Dampak Perubahan Iklim pada Kakatua Kecil Jambul Kuning di NTB
Mataram (BERITA HARIAN ONLINE) – Pakar ekologi hewan dari Universitas Mataram, I Wayan Suana, mengungkapkan bahwa perubahan iklim menimbulkan ancaman terhadap populasi kakatua kecil jambul kuning (Cacatua sulphurea occidentalis) yang kini hanya berjumlah 51 ekor di Pulau Moyo, Nusa Tenggara Barat.
“Jumlah 51 ekor tersebut sangat rentan terhadap kepunahan akibat perubahan iklim global,” ujar Wayan dalam suatu acara konsultasi publik mengenai penyusunan peta jalan konservasi kakatua kecil jambul kuning yang berlangsung di Mataram, Rabu.
Wayan menjelaskan bahwa perubahan iklim global yang berdampak pada suhu dan kondisi lingkungan dapat mengurangi kemungkinan telur dari kakatua kecil jambul kuning menetas. Pulau Moyo menjadi habitat penting bagi burung ini, yang membuat sarang dengan melubangi pohon.
Perubahan suhu, pola curah hujan, dan peningkatan kejadian cuaca ekstrem dapat mengganggu satwa liar ini. Hal ini tidak hanya mempengaruhi kemampuan reproduksi, tetapi juga habitat dan ketersediaan makanan mereka.
Di samping perubahan iklim, ancaman lain terhadap populasi burung kakatua kecil jambul kuning adalah perburuan liar serta kerusakan dan hilangnya habitat alami mereka.

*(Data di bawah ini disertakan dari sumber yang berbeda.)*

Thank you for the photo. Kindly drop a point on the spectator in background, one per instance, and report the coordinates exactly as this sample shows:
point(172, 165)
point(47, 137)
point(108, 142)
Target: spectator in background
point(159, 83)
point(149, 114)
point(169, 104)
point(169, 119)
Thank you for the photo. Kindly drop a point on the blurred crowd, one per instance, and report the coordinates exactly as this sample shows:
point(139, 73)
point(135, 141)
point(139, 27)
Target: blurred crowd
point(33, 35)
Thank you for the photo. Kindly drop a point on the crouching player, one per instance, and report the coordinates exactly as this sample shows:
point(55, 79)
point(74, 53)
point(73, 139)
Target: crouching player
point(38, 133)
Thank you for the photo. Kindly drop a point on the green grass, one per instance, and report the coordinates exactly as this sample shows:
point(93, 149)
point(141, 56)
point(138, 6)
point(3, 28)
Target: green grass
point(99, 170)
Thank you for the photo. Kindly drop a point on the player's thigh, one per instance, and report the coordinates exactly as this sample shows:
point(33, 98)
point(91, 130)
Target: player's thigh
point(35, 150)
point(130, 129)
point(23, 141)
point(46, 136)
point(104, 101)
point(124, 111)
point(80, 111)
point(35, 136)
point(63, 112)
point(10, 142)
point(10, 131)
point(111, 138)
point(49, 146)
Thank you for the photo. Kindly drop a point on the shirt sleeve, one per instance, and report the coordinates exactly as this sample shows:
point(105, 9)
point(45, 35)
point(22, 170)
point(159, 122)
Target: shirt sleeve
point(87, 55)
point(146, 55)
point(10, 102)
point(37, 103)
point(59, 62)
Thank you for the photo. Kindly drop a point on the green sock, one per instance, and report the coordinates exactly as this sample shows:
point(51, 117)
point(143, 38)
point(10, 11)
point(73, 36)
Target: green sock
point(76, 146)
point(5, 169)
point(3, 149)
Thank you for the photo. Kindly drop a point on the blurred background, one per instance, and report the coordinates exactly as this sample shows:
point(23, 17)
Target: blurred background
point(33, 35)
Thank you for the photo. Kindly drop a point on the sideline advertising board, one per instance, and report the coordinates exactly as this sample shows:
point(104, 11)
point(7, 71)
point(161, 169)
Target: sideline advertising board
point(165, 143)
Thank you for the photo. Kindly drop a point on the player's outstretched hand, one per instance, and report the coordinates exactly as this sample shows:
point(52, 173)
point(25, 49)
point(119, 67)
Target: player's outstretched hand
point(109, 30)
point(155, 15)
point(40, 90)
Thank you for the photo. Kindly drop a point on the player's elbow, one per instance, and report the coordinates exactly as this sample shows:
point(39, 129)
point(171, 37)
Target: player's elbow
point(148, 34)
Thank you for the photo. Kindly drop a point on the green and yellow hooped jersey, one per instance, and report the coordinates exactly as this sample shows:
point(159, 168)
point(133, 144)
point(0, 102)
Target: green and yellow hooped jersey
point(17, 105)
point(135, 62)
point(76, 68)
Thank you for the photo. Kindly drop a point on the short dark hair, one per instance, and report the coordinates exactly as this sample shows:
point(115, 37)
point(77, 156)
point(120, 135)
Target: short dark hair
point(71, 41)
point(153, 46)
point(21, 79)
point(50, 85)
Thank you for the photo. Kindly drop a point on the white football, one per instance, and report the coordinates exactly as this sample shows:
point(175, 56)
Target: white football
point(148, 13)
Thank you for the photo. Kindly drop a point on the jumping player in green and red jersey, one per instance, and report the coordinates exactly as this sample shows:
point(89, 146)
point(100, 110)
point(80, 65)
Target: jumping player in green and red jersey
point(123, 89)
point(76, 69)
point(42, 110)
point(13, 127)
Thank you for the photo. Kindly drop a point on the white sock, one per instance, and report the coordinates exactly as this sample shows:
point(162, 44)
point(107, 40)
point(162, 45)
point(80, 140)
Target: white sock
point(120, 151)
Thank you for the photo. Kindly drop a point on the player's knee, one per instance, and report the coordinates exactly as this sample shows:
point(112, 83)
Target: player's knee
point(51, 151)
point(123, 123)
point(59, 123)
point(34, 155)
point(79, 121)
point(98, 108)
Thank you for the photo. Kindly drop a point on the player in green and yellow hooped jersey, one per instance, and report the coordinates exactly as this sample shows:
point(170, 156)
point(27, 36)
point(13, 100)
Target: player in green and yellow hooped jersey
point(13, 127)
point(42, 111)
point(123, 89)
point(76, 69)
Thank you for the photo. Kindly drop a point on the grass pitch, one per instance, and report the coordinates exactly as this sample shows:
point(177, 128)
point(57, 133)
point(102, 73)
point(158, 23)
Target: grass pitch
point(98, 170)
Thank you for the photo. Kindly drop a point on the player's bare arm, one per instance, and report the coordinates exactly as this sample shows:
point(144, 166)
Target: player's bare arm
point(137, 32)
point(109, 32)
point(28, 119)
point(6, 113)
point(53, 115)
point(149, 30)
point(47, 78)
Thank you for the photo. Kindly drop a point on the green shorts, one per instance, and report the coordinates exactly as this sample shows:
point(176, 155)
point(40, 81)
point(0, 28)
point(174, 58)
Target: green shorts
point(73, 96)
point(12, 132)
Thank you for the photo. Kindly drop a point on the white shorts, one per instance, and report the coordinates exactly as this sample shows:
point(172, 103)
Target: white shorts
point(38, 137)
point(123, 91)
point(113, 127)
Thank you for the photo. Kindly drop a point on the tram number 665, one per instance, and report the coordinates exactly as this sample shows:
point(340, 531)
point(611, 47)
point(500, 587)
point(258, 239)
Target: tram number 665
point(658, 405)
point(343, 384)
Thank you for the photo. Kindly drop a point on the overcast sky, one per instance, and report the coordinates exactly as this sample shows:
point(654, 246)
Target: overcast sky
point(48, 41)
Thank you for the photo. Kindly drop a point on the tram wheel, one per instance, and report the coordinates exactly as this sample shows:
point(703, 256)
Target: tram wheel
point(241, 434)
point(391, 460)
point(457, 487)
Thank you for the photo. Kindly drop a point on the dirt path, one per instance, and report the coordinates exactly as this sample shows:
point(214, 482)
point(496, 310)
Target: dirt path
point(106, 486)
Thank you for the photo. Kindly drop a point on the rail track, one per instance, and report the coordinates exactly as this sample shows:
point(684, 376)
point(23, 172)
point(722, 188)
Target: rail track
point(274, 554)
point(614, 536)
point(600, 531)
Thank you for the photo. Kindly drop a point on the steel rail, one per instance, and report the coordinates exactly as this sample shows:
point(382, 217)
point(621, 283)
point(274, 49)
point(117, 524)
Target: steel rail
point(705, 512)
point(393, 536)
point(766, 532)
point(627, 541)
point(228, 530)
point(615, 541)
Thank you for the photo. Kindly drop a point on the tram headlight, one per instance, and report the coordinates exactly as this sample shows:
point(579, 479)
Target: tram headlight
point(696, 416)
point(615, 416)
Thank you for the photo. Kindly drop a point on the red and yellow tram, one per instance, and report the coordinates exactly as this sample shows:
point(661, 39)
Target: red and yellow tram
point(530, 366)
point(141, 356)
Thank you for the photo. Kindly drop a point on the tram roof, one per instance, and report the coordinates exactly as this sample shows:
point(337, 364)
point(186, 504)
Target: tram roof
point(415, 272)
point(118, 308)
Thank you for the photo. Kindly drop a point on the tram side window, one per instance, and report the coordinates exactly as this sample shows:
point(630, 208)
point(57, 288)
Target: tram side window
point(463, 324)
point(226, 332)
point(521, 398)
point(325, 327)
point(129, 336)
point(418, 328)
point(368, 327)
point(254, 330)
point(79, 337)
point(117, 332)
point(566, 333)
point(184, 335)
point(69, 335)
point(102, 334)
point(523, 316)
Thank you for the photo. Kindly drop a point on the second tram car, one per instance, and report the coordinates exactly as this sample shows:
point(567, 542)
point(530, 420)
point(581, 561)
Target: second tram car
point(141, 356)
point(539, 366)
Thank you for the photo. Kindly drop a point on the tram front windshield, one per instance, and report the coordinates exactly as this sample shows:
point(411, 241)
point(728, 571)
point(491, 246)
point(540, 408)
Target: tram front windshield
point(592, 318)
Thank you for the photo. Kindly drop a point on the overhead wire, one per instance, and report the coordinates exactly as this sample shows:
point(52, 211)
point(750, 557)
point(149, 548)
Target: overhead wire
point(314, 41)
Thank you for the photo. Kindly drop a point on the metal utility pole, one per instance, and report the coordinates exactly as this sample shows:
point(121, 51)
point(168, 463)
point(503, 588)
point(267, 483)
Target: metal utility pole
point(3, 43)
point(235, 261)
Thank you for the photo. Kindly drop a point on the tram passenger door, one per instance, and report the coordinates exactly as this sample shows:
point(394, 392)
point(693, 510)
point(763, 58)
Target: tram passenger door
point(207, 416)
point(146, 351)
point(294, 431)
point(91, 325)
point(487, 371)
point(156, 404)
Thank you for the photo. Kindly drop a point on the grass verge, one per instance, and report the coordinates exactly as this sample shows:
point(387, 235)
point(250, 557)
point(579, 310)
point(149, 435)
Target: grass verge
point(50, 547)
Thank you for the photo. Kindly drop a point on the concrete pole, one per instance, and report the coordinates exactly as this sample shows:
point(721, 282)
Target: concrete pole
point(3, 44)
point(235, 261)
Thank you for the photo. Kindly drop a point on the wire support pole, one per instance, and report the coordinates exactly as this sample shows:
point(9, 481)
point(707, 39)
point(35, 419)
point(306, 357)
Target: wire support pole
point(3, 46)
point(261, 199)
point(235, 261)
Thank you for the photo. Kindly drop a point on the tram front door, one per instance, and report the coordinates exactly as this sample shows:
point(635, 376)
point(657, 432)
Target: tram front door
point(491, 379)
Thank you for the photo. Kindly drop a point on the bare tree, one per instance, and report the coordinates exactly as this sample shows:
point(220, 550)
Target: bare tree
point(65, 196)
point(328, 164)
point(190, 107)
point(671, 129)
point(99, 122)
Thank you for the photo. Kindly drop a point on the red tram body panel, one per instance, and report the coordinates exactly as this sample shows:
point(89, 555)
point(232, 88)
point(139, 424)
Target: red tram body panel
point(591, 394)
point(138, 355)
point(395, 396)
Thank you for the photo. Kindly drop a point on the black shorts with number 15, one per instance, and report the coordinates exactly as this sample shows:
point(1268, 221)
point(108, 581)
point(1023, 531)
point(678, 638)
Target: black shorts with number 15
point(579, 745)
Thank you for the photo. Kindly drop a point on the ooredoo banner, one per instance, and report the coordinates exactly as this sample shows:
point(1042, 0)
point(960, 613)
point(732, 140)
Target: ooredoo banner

Ia mengatakan bahwa pentingnya pelaksanaan konservasi, pengelolaan habitat, dan edukasi masyarakat untuk mengurangi ancaman perubahan iklim pada burung kakatua kecil jambul kuning di Taman Nasional Moyo Satonda yang berada di Pulau Sumbawa.
“Burung kakatua kecil jambul kuning di Pulau Moyo tidak hanya bersarang di kawasan taman nasional. Banyak di antara mereka yang bersarang di pohon-pohon di lahan milik masyarakat,” kata Wayan, yang mengajar mata kuliah biologi.
Menurut data pengamatan langsung dari Balai Konservasi Sumber Daya Alam (BKSDA) Nusa Tenggara Barat pada tahun 2024, jumlah populasi kakatua kecil jambul kuning hanya tersisa 51 ekor yang ditemukan di beberapa lokasi pengamatan di bagian selatan, timur, dan barat Pulau Moyo.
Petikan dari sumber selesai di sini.